Saturday, November 21, 2009
Audio Books For Gardeners
Several years ago my day job was actually a night job, working as a sweeper at a grade school. It wasn’t a bad job for a writer, because I did it alone, with no customers clamoring for my attention and no tasks that required serious thought, so I could think about books I was working on and do sketchy plotting and character development while erasing chalkboards and emptying trash. I actually looked forward to doing this job, but not because it made me happy to restore order to chaos. I liked the fact that for the last 2 hours every night, after all the teaching staff had gone home, my supervisor would play audio books on the P.A. system.
Prior to that time, I had foolishly scorned audio books. I thought they were for lazy people who didn’t want to read. And that’s partially true, we still get plenty of kids at the book store where I work who don’t want to read an assigned book, who think they’ll be able to pay attention to an audio version (and who probably don’t have the attention span to do so). But once I began to listen to audio books myself, I realized my scorn had been mostly unfair. Good audio books are as entertaining as a good radio show, something most Americans are too young to have heard. I have become an devoted fan of them.
Now I tend to listen to audio books under three different circumstances. I like to listen while I’m gardening, because the books divert my attention away from the fact that I’ve got such a huge amount of work to do. When I’m listening to a book, I can pull grass and weeds for hours. I can prune roses until it’s too dark outside to see (and my hands are clawed all to heck). I can lug stones back and forth, and fertilize annuals, and rake leaves, and still feel like I’m having a good time.
I listen to books while I’m cleaning too, everything except vacuuming. And while I’m cooking and baking, except for when I’m running the power mixer. Audio books have actually helped make me more attentive in the kitchen, instead of letting me wander off to let something burn. So they actually get credit for improving my domestic skills (even if accidentally).
I have some favorites that I’ve listened to many times. Dean Koontz probably tops the list with the audio versions of Fear Nothing, Seize The Night, One Door Away From Heaven, Life Expectancy, By The Light Of The Moon, Intensity, the (brilliantly performed by B.D. Wong) abridged version of Tick-Tock, and, last but not least, Dragon Tears.
Stephen King also has some audio goodies to offer: The Green Mile, The Cell, Lisey's Story, Duma Key, and all of his short story collections.
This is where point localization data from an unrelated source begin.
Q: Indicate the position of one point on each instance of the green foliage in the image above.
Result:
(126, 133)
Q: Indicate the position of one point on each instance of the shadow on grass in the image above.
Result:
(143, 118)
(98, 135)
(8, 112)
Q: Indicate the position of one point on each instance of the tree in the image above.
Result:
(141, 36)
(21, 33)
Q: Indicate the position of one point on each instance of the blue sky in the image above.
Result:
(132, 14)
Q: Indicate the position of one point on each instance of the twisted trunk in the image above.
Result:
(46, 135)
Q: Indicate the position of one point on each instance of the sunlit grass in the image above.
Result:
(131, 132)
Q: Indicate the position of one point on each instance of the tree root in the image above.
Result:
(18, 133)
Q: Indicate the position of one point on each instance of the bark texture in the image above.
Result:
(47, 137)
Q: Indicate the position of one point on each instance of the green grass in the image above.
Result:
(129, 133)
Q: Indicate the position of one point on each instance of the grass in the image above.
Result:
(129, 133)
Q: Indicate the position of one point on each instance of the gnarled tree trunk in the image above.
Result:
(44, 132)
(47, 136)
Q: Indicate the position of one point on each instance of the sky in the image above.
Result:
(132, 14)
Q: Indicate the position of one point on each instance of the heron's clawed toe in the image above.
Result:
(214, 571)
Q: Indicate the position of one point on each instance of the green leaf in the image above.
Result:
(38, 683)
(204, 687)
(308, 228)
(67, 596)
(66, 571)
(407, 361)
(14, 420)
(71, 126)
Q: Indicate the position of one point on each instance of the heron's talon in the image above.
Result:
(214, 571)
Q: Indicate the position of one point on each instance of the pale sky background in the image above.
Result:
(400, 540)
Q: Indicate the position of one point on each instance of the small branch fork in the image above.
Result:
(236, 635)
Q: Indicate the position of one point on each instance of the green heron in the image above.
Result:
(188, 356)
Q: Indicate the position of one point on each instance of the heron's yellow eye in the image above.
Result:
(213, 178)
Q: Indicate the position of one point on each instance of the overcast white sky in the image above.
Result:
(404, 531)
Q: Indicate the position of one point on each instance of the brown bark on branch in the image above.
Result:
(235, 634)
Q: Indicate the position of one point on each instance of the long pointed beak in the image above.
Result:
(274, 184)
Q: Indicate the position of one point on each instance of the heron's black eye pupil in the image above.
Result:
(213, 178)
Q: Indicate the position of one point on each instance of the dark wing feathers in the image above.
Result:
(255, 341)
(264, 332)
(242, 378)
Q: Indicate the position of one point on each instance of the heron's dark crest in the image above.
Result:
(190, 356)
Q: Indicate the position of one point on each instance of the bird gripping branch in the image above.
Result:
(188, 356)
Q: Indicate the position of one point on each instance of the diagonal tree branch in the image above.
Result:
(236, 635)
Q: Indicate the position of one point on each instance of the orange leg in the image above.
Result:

I also really enjoyed the books recorded of the Gunslinger series.
Any audio book you can get by Agatha Christie is a treat. Likewise the audio versions of books by Elisabeth Peters and Ellis Peters. Elmore Leonard’s audios are even more entertaining than movies that have been made out of his books. Diana Gabaldon’s Voyager books are fun, and Elisabeth Kostova’s wonderful Dracula book, The Historian, is worth listening too over and over. Anything by Ray Bradbury is great, especially if he’s performing it himself.
By now you may have noticed a pattern in my preferences: thrillers, mystery, horror, sci-fi. But I listen to non-fiction too. Probably my favorite non-fiction author in audio is Sara Vowell. Assassination Vacation is as funny and entertaining as it is informative (very!).
The main problem with audio books has always been cost. Some of them are $50 or $60, sometimes more. Even the more moderately-priced audio books can run $25, and that’s too much for me. I look for inexpensive pre-owned copies, or remaindered (“sale”) stuff. But I suspect the audio book will decrease in price just as much as the hard copy will, once it becomes an electronic download. I would even be willing to get an ipod for audio books, something I’ve resisted doing for music so far.
I plan to record audio versions of my own books, probably starting in spring of 2010, and sell them as audio files online. I’m thinking $2.99 to $4.99 will be a fair price in this new millennium of depressed incomes. Ideally, I’ll be able to feature audio samples on my website, maybe even make commercials for you-tube. I suspect I’ll be a bit clunky at first, but this is the sort of thing you can only learn by doing. After all, Stephen King and Ray Bradbury are good at performing their own work – it’s not unheard of.
And in the meantime, I’ve got all these great books to listen to, setting the best example. Try them if you like audio. Check them out of your local library if you have to. Maybe, like me, you’ll become a fan too.